The Board of Directors of the surviving company shall take such other
actions as may be necessary, if any, to ensure that the designations, rights,
powers, and restrictions of the shares and other securities of the Nevada
Company immediately following the Merger shall be identical to the designations,
rights, powers, and the restrictions of the shares and other securities of the
Colorado Company immediately prior to the Merger, with the sole exception that
the par value of the stock of the surviving corporation shall be $0.001
FOURTH: Pursuant to the approval, adoption, and recommendation of the
Plan of Merger was duly advised, authorized and approved in the manner and by
unanimous approval by the Board of Directors, as required by the corporate
governance documents of the Colorado Company and the Colorado Business
Corporation Act. Pursuant to the satisfaction of all exemptive conditions as
enumerated in Sections 7-111-103(7)(a-d) of the Colorado Business Corporations
Act, the adoption of this Plan of Merger does not recognize its submittal for a
vote of the Company's shareholders, as its purpose is limited solely for
redomiciling the corporation.
FIFTH: The Plan of Merger was duly adopted, authorized and
approved in the manner and by the vote of the Board of Directors required by
the corporate governance documents of the Nevada Company and the Corporation
Laws of the State of Nevada. There being no shareholders of the Nevada Company
a shareholder vote was not taken.
SIXTH: The Plan of Merger is as Follows:
1. Merger. The Colorado Company shall be, and hereby is,
merged into the Nevada Company.
2. Purpose. The purpose for causing the Colorado Company
to merge into the Nevada Company is to redomicile the existing corporation
from Colorado to Nevada.
3. Effective Date. This Agreement and Plan of Merger shall
become effective immediately upon compliance with the laws of the States of
Colorado and Nevada, the time of such effectiveness being herein called the
Effective Date.
4. Surviving Corporation. The Nevada Company shall survive
the Merger herein contemplated and shall continue to be governed by the
laws of the State of Nevada, but the separate corporate existence of the
Colorado Company shall cease forthwith upon the Effective Date.
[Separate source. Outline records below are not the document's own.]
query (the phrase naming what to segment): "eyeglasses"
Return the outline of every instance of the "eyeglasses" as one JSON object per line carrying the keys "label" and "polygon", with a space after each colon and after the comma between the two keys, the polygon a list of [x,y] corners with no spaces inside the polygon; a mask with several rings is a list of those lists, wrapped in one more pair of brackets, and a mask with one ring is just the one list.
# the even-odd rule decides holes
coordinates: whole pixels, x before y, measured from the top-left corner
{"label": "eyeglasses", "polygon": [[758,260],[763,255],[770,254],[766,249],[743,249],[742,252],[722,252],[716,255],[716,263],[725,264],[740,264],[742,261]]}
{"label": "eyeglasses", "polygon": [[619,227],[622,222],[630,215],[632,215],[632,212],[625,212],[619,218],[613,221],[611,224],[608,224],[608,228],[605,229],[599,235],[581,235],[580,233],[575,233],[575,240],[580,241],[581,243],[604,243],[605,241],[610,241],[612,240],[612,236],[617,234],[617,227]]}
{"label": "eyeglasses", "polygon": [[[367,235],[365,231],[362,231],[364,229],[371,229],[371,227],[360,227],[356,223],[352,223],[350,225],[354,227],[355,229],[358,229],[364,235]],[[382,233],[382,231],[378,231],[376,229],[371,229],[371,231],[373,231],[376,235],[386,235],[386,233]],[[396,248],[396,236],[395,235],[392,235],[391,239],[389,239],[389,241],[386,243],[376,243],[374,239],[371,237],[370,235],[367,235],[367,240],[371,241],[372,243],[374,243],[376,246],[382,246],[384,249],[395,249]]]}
5. Compliance With Colorado State Statutes. In accordance
with Colorado State Corporations Laws, Sections 7-111-103(7a-d).
(a) This Plan of Merger will not cause the Articles of
Incorporation of the surviving corporation to differ from its Articles of
Incorporation before the merger, with the sole exception that the par value of
the stock of the surviving corporation shall be $0.001, instead of $0.01.
(b) This Plan of Merger will not affect the shareholders of
the surviving corporation whose shares were outstanding immediately before the
merger , in that they will hold the same number of shares, with identical
designations, preferences, limitations, and relative rights, immediately after
the merger.
(c) The number of voting shares outstanding immediately after
the merger, plus the number of voting shares issuable as a result of the merger
either by the conversion of the securities issued pursuant to the merger or by
the exercise of rights and warrants issued pursuant to the merger, will not
exceed by more than twenty percent the total number of voting shares of the
surviving corporation outstanding immediately before the merger.
(d) The number of participating shares outstanding immediately
after the merger, plus the number of participating shares issuable as a result
of the merger either by the conversion of securities issued pursuant to the
merger or by the exercise of rights and warrants issued pursuant to the merger,
will not exceed by more than twenty percent the total number of participating
shares outstanding immediately before the merger.
6. Articles of Incorporation. The present Articles of Incorporation of
the Nevada Company, as amended pursuant to this Agreement, shall be the Articles
of Incorporation of the Nevada Company following the Effective Date unless and
until the same shall be amended or repealed in accordance with the provisions
there of and the laws of the State of Nevada.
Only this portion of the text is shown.